Locality of computation and data is a common theme repeated by many industry researchers. Network bandwidth is a relatively scarce resource in our computing environment. The MapReduce master takes the location information of the input files into account and attempts to schedule a map task on a machine that contains a replica of the corresponding input data. Failing that, it attempts to schedule a map task near a replica of that task’s input data. When running large MapReduce operations on a significant fraction of the workers in a cluster, most input data is read locally and consumes no network bandwidth.

The authors also describe many operational insights that might not be initially considered. One of the common causes that lengthens the total time taken for a MapReduce operation is a “straggler”: a machine that takes an unusually long time to complete one of the last few map or reduce tasks in the computation. When a MapReduce operation is close to completion, the master schedules backup executions of the remaining in-progress tasks. The task is marked as completed whenever either the primary or the backup execution completes. This significantly reduces the time to complete large MapReduce operations at a cost of only a few percent to computational resources. For example, a sort program takes 44% longer to complete when the backup task mechanism is disabled.
Skipping Bad Records: sometimes it is acceptable to ignore a few records, for example when doing statistical analysis on a large data set.
To help facilitate debugging, profiling, and small-scale testing, Google has developed an alternative implementation of the MapReduce library that sequentially executes all of the work for a MapReduce operation on the local machine.

MapReduce has been so successful because it makes it possible to write a simple program and run it efficiently on a thousand machines in the course of half an hour, greatly speeding up the development and prototyping cycle. Furthermore, it allows programmers who have no experience with distributed or parallel systems to exploit large amounts of resources easily. For example, the size of one phase of the computation dropped from approximately 3800 lines of C++ code to approximately 700 lines when expressed using MapReduce. Also, most of the problems caused by machine failures, slow machines, and networking are dealt with automatically by the MapReduce library without operator intervention.

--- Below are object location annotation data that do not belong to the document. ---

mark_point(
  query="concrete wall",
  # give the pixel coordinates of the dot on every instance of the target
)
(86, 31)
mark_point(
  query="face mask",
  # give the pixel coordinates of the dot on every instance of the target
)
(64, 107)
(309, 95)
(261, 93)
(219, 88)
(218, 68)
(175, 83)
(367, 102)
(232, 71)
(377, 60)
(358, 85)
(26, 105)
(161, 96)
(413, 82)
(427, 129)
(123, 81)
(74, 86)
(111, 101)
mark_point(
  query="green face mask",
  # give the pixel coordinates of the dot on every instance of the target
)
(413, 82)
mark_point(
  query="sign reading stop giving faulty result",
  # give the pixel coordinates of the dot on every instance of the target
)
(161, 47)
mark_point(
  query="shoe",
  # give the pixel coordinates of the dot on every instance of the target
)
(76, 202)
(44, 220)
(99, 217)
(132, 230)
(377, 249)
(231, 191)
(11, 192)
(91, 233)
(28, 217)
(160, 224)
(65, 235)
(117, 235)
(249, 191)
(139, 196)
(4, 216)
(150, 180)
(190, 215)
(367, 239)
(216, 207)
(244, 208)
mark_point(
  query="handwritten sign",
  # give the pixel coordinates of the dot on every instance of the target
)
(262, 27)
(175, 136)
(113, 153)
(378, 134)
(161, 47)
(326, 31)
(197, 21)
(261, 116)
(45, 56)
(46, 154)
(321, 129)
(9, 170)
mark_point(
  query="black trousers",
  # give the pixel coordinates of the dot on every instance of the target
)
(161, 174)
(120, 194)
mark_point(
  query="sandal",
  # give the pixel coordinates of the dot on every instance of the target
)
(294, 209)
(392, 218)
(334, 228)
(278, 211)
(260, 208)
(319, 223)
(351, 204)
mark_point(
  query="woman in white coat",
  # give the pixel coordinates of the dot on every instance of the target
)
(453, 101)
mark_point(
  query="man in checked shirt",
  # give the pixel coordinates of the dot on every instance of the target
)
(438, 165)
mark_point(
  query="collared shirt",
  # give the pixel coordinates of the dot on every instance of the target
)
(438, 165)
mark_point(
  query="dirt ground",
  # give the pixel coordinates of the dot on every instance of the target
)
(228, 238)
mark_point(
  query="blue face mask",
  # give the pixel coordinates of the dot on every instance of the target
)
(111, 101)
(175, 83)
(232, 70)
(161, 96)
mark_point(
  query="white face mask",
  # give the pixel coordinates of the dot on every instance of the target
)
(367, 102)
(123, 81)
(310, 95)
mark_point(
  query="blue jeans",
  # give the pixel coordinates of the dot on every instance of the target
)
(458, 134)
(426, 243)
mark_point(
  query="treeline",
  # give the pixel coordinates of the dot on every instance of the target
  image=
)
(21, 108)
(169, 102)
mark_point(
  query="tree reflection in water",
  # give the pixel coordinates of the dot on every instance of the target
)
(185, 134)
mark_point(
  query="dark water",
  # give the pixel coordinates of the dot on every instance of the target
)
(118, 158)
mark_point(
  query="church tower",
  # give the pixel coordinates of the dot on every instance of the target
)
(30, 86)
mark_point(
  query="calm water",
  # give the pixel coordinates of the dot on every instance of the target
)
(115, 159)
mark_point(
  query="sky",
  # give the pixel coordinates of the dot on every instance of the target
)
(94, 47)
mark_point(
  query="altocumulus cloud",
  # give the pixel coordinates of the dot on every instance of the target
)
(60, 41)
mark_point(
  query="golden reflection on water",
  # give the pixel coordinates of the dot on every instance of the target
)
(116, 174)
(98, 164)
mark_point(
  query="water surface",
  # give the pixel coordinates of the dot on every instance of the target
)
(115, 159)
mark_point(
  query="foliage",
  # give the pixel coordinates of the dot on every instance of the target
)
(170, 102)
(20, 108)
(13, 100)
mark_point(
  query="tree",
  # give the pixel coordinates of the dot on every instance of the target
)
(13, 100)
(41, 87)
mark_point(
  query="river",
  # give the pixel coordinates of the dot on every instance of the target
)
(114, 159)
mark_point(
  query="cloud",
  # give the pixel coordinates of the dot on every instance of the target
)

Future Influence: MapReduce has been highly influential and followed by many other companies with a need to process large data sets in a parallel way on large clusters of commodity PCs. The simply Map then Reduce function is being generalized for other more complex parallel data processing (Pig Latin from Yahoo, Dryad from Microsoft). This continuing research will help simplify large scale parallel data processing in the years to come by breaking up the processing into chunks that can be effectively parallelized on large clusters of PCs.

Pig Latin: A Not-So-Foreign Language for Data Processing

Pig Latin is a programming language developed at Yahoo Research which allows for writing parallel-processing functions in a functional, object/variable programming style that is familiar to most programmers. Typical Pig programs have 1/20 the lines of code of common Hadoop/MapReduce code, 1/16 the development time, with only 1.5x performance hit. Such a programming language would be useful in rolling out new applications and features. If a feature becomes popular, it can be optimized. Pig is still young and optimizations will likely occur.
We had a good talk from Christopher Olston at Yahoo Research on this subject. The most valuable lessons from this talk and the other industry speakers have been the lessons learned from working on large scale implementations. One important lesson is that such projects need to be broken up into layers that perform a simple function well. Another important lesson comes from the types of data sets involved. While much work centers around data processing on large data sets, a great deal of processing occurs on a combination of large and small data sets. This has significant implications for design decisions of the distributed storage layer (replication and computation locality).